Show how you helped the business’s bottom line.
5. Education: If you are well into your career, then education sections aren’t that important, although many jobs require university degrees or college diplomas.
List the school and location, your field of study, and the type of degree or diploma you earned.
Add an honors degree or high GPA, but this section should be short.
Should I Include a Cover Letter?
You should (almost) always include a cover letter with your resume when you apply for a job.
A well-written, thoughtful cover letter shows that you’re interested in the job and that you took the extra time and effort to pitch yourself and explain how you align with the employer.
It’s a chance to show your personality and connect with a potential employer.
A cover letter is a good place to explain any employment gaps in your work history or why you have had many different jobs in the last 12 to 24 months.

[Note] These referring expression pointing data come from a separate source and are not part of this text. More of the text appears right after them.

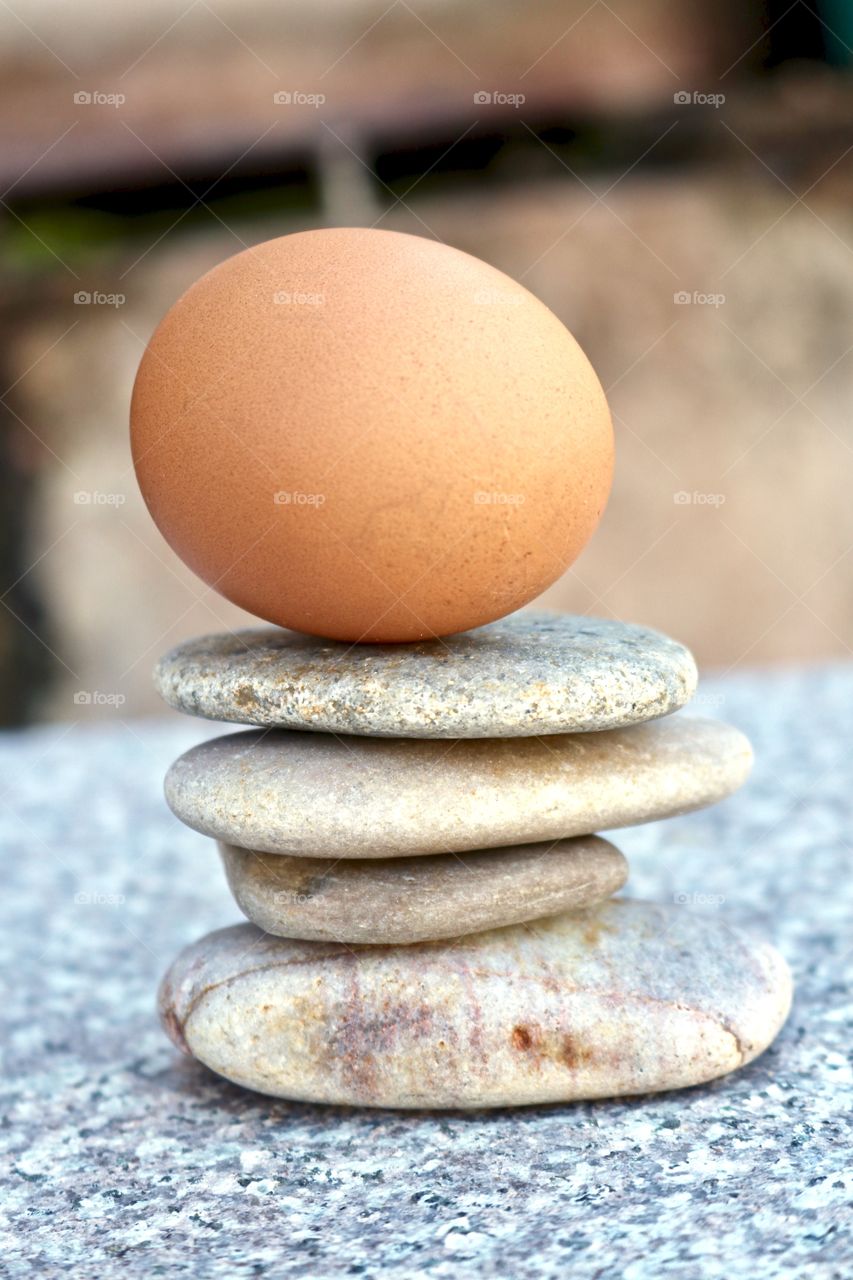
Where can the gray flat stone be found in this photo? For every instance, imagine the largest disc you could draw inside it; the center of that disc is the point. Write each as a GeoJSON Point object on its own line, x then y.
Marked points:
{"type": "Point", "coordinates": [314, 795]}
{"type": "Point", "coordinates": [625, 997]}
{"type": "Point", "coordinates": [525, 675]}
{"type": "Point", "coordinates": [420, 899]}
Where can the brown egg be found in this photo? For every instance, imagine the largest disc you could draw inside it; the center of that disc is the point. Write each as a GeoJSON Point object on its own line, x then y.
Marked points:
{"type": "Point", "coordinates": [369, 435]}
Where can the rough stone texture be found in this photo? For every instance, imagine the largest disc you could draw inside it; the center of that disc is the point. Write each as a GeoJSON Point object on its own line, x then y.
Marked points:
{"type": "Point", "coordinates": [420, 899]}
{"type": "Point", "coordinates": [525, 675]}
{"type": "Point", "coordinates": [617, 999]}
{"type": "Point", "coordinates": [119, 1157]}
{"type": "Point", "coordinates": [319, 795]}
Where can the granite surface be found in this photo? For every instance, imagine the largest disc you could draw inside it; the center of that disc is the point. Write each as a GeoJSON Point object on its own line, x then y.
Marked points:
{"type": "Point", "coordinates": [122, 1159]}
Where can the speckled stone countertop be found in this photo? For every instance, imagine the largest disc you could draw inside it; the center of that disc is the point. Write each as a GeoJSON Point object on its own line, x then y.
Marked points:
{"type": "Point", "coordinates": [123, 1159]}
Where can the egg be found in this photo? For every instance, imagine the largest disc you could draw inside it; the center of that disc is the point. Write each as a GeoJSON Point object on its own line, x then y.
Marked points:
{"type": "Point", "coordinates": [369, 437]}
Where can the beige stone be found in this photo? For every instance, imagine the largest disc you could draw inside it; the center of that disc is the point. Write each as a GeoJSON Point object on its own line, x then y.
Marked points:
{"type": "Point", "coordinates": [625, 997]}
{"type": "Point", "coordinates": [420, 899]}
{"type": "Point", "coordinates": [316, 795]}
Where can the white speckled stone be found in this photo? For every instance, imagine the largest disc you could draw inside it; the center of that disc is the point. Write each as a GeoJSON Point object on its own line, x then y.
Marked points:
{"type": "Point", "coordinates": [525, 675]}
{"type": "Point", "coordinates": [314, 795]}
{"type": "Point", "coordinates": [420, 899]}
{"type": "Point", "coordinates": [625, 997]}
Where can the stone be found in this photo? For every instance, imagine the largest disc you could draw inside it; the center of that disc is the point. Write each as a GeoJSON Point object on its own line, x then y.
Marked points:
{"type": "Point", "coordinates": [316, 795]}
{"type": "Point", "coordinates": [620, 999]}
{"type": "Point", "coordinates": [420, 899]}
{"type": "Point", "coordinates": [525, 675]}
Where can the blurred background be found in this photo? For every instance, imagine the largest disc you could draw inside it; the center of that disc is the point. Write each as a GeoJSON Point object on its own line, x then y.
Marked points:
{"type": "Point", "coordinates": [674, 178]}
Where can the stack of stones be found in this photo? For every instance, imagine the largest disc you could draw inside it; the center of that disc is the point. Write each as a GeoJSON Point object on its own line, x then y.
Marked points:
{"type": "Point", "coordinates": [409, 828]}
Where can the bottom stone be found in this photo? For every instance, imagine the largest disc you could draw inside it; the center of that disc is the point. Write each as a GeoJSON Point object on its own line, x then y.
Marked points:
{"type": "Point", "coordinates": [624, 997]}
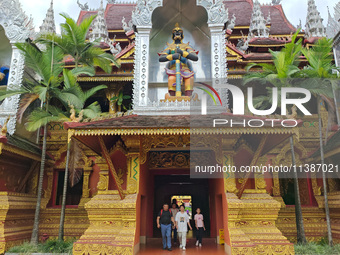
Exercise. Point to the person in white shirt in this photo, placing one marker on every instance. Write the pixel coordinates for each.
(199, 224)
(174, 211)
(182, 222)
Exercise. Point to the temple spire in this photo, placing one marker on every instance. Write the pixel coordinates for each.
(48, 25)
(258, 23)
(314, 26)
(99, 28)
(100, 31)
(333, 26)
(337, 12)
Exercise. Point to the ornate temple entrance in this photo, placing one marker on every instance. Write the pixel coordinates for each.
(166, 186)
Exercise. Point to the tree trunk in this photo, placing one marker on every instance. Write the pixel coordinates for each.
(63, 204)
(300, 229)
(35, 232)
(324, 180)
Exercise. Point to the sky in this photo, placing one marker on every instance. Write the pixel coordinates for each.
(294, 9)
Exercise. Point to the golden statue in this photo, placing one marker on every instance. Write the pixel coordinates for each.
(179, 69)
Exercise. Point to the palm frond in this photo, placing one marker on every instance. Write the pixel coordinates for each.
(25, 102)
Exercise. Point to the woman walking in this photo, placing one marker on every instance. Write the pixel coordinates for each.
(182, 223)
(199, 224)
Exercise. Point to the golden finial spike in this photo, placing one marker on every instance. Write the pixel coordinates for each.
(4, 128)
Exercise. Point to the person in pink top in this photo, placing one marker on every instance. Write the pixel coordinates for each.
(199, 224)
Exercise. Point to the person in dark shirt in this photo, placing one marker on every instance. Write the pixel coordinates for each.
(164, 220)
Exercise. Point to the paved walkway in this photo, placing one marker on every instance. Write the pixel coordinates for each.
(209, 247)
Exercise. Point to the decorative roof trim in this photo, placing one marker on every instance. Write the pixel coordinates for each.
(178, 131)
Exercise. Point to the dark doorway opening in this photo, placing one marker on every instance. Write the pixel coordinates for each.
(166, 186)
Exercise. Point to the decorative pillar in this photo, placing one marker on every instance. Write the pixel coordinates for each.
(48, 191)
(10, 105)
(133, 163)
(229, 177)
(141, 76)
(141, 18)
(260, 183)
(103, 183)
(86, 191)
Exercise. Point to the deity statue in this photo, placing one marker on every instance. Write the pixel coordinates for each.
(179, 69)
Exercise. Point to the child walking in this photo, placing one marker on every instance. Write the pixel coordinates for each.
(199, 224)
(182, 223)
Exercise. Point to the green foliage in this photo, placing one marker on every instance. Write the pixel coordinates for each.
(72, 41)
(317, 77)
(316, 249)
(120, 98)
(50, 246)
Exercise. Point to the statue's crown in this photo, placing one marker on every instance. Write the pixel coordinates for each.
(177, 28)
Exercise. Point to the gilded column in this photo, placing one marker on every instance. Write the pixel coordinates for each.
(48, 190)
(133, 163)
(228, 163)
(103, 183)
(86, 191)
(229, 176)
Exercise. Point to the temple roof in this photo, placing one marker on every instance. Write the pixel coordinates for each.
(242, 9)
(114, 14)
(88, 133)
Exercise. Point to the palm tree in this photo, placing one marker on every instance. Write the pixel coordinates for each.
(320, 72)
(72, 42)
(48, 66)
(78, 106)
(281, 74)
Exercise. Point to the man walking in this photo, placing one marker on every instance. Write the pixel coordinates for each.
(164, 220)
(174, 211)
(182, 220)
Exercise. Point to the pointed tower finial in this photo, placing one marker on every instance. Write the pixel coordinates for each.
(337, 12)
(333, 26)
(99, 27)
(100, 31)
(258, 23)
(48, 25)
(314, 26)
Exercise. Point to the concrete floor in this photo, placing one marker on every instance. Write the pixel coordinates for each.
(209, 247)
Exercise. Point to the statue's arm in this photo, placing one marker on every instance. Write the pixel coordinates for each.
(191, 55)
(166, 56)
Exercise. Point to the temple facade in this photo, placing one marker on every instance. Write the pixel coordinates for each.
(139, 155)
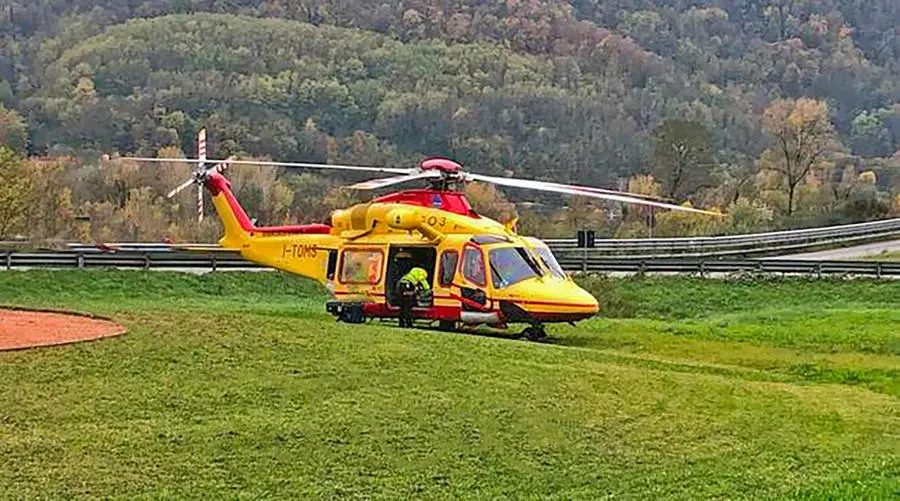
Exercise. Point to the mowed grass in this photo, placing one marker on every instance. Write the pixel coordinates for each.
(239, 385)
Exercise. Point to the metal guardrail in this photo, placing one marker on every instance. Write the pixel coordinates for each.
(231, 260)
(738, 244)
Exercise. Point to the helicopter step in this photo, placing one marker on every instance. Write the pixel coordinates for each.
(534, 333)
(349, 312)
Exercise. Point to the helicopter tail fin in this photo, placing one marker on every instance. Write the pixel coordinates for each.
(235, 222)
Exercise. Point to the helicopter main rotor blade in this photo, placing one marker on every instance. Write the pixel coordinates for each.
(298, 165)
(580, 191)
(389, 181)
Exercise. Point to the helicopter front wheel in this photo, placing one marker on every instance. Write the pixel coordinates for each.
(534, 333)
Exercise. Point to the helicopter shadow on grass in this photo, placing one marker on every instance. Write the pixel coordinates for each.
(481, 332)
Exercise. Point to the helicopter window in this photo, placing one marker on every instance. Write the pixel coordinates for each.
(473, 265)
(361, 266)
(550, 261)
(489, 239)
(511, 265)
(449, 260)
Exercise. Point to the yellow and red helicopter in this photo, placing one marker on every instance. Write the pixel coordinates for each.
(480, 271)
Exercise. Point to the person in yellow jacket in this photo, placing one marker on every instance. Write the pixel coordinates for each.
(413, 288)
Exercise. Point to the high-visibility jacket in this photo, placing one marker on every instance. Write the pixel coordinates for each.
(417, 277)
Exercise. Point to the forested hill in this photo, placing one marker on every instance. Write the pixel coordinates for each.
(589, 91)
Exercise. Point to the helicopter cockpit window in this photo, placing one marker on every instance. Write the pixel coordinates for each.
(449, 259)
(511, 265)
(361, 266)
(489, 239)
(473, 265)
(544, 253)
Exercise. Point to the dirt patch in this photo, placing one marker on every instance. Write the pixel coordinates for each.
(30, 328)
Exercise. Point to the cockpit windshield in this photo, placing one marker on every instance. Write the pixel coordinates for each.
(511, 265)
(549, 260)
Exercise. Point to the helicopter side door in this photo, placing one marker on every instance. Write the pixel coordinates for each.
(473, 278)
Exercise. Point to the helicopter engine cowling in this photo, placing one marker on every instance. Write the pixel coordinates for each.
(402, 218)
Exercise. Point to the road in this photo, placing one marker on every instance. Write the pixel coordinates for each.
(854, 252)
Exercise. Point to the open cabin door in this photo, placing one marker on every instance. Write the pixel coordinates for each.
(401, 259)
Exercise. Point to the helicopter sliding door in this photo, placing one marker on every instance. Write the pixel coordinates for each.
(401, 259)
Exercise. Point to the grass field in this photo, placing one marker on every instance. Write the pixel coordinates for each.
(239, 385)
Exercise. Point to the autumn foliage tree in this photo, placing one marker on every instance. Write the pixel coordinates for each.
(682, 157)
(803, 135)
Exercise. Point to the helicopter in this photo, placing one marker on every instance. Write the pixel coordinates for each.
(481, 271)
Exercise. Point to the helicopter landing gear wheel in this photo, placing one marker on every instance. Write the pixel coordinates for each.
(534, 333)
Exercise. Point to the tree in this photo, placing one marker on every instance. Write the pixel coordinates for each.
(682, 158)
(15, 193)
(804, 135)
(13, 131)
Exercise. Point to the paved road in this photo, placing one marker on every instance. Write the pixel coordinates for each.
(846, 252)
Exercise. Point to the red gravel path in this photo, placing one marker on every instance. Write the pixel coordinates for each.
(25, 329)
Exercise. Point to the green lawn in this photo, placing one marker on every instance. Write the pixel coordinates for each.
(238, 385)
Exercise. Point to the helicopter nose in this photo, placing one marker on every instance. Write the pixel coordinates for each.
(551, 301)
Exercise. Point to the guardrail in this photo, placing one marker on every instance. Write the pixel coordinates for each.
(738, 244)
(230, 260)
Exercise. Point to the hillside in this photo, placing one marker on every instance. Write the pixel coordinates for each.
(593, 92)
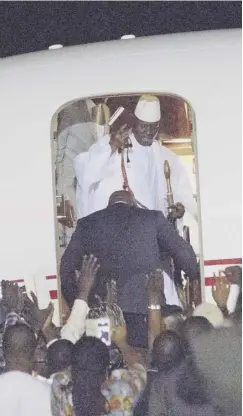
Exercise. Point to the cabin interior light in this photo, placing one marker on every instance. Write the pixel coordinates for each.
(131, 36)
(176, 141)
(53, 47)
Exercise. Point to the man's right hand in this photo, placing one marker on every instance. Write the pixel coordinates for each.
(86, 276)
(118, 139)
(67, 211)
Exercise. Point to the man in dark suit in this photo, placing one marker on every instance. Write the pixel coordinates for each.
(129, 242)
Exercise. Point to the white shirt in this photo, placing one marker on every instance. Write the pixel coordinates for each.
(23, 395)
(99, 174)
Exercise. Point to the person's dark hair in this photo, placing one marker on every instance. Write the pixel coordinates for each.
(122, 196)
(168, 351)
(89, 366)
(19, 343)
(191, 385)
(193, 327)
(59, 356)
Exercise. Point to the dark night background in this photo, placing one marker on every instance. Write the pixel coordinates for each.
(33, 26)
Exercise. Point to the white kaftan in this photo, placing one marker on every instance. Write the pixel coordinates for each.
(99, 174)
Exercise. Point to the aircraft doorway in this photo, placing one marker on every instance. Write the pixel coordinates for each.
(82, 123)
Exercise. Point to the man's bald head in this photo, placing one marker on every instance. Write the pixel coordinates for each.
(124, 197)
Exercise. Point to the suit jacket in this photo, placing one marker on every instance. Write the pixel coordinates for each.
(129, 243)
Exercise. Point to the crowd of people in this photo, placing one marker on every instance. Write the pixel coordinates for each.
(191, 366)
(138, 352)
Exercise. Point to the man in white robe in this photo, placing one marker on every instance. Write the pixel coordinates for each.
(72, 140)
(99, 172)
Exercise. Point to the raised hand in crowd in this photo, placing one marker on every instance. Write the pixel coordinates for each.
(221, 290)
(35, 316)
(86, 276)
(12, 297)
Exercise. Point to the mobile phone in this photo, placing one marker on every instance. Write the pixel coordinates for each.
(99, 328)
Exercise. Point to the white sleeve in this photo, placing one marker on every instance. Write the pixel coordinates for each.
(181, 186)
(100, 162)
(75, 326)
(66, 151)
(71, 142)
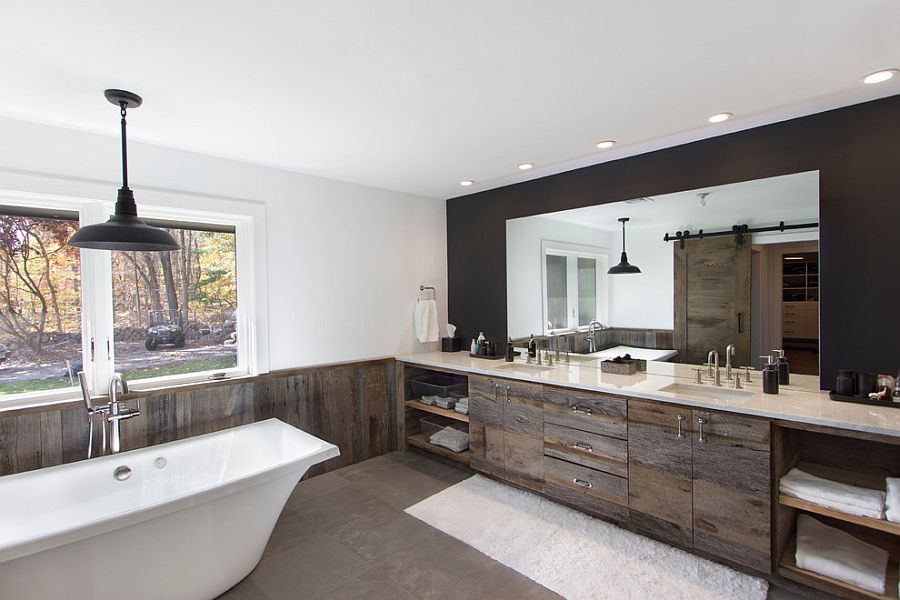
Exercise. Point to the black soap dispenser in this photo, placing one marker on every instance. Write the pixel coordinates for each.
(784, 370)
(770, 375)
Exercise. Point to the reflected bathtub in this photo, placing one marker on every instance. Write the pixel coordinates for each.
(189, 521)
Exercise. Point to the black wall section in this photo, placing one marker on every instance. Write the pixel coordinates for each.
(857, 153)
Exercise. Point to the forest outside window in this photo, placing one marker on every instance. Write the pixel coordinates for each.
(157, 317)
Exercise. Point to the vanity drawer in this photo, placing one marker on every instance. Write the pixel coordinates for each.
(599, 452)
(587, 411)
(587, 481)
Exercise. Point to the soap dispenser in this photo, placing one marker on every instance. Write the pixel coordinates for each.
(784, 371)
(770, 375)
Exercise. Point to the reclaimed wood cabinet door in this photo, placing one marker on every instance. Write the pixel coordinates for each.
(486, 426)
(732, 488)
(660, 474)
(506, 430)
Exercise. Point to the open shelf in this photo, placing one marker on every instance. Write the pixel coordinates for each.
(418, 440)
(437, 410)
(880, 524)
(788, 568)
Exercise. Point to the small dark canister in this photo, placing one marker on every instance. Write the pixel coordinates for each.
(865, 384)
(845, 384)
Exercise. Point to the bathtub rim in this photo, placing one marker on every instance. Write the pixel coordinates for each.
(94, 527)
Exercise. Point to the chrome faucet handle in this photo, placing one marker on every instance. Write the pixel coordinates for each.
(699, 371)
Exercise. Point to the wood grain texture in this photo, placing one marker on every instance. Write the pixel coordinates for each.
(712, 288)
(608, 414)
(587, 449)
(353, 406)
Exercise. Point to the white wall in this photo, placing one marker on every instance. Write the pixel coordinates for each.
(524, 293)
(343, 261)
(646, 300)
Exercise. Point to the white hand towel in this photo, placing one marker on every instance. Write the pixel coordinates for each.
(837, 554)
(426, 321)
(839, 496)
(892, 504)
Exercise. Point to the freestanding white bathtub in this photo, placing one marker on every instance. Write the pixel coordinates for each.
(192, 519)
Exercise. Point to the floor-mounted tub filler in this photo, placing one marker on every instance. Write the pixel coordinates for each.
(182, 520)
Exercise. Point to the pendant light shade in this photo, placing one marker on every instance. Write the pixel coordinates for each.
(624, 267)
(124, 230)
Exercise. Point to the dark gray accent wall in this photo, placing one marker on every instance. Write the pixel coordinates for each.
(857, 153)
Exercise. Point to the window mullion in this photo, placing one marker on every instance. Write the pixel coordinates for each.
(97, 312)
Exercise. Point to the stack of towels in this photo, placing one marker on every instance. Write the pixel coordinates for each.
(839, 496)
(830, 551)
(837, 554)
(451, 438)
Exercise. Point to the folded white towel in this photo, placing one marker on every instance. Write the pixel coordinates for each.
(426, 321)
(892, 503)
(839, 496)
(837, 554)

Of course, if the job posting explicitly states no cover letters then it’s best to follow instructions.
Also, if you don’t have the time to write a good cover letter, then handing in no cover letter is better than handing in one that is poorly written.
The Best Resume Format: Final Thoughts
Your resume is an important document that could help get you to start your career or land your dream job.
There isn’t one best resume format, nor is there one single way to write a perfect resume.
Every resume, like every individual, is unique.
The one thing you have to do is keep it easy to read and understand, highlight your experience and skills, and relate your experience and skills to the specific job you are applying for.
Sending one catch-all resume to dozens of potential employers is never the best route.
Using the information outlined here and these resume samples, build your resume, making sure to personalize it to the job you are applying for.